The development authority owns and stores the lights. An electric company is hired each year to hang the lights beginning in October.
The city of Rochester supports the show, which costs around $240,000 and is mostly funded through sponsorships and other fundraising efforts throughout the year, Ms. Boges said.
Ms. Boges said the show has brought renewed interest to downtown Rochester. Empty storefronts are now open for business, and businesses have reported double and triple sales over the years related to the foot traffic.
"You can drive through it and you can see it in pictures but you don't get the full experience without walking in it," she said. "You can probably see it from space at this point, but it really is magical to see the buildings blanketed in lights."
Mrs. Able said projects of this scope take time, money and participation. But she believes O'Sullivan's strings would inspire others to follow and support the program on a much larger scale.
"He's one of those people willing to buy-in early, when he knows something is great for downtown," she said. "He understands it helps promote downtown by giving people something to come see."
O'Sullivan said he has heard from other downtown business owners who say they are willing to expand the idea next year.
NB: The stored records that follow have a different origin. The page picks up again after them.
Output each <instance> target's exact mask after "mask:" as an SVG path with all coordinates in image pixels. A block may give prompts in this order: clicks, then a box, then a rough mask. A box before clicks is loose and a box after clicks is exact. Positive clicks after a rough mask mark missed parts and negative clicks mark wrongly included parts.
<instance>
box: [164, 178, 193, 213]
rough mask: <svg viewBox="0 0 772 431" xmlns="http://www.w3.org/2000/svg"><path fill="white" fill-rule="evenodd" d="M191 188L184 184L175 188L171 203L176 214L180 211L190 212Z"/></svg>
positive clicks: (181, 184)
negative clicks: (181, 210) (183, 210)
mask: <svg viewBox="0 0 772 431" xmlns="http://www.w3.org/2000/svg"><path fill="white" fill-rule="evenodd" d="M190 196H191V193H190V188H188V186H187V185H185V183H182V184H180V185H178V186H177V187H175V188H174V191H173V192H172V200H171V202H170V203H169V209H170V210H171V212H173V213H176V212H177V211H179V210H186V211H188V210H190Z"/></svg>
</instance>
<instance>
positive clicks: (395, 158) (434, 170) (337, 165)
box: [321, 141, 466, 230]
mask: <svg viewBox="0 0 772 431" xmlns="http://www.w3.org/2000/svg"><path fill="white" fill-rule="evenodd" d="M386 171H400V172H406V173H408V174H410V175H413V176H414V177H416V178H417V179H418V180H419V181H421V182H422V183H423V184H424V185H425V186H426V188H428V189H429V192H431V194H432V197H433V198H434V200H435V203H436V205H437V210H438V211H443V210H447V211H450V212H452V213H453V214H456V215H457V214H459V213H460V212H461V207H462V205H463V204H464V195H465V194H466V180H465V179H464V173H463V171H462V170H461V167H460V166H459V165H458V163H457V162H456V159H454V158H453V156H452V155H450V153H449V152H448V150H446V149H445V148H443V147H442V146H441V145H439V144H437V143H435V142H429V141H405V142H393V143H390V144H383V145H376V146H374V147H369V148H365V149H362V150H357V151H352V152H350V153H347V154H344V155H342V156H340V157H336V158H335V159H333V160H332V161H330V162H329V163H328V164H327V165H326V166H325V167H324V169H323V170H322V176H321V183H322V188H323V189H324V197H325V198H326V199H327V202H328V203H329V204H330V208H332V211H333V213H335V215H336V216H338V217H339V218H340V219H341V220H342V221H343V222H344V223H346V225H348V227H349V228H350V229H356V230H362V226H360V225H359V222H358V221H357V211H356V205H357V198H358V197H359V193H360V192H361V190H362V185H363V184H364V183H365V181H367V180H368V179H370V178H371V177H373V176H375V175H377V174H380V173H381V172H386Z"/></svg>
He said it would take more than twice as many lights to complete the one building, but most buildings that front Erwin Street would take far fewer. He said it would just take some planning and coordinating with other building owners but he expects more participation next year.
"I'm excited, because I can see what it could be," he said. "I'm tickled with the way it turned out. I don't think it will take too much for people to join in and I think it will look great to light up downtown."
IF YOU GO
Tyler Rotary Clubs Christmas Parade begins downtown at 6 p.m. Thursday, Dec. 3. The city's tree lighting ceremony begins immediately following the parade.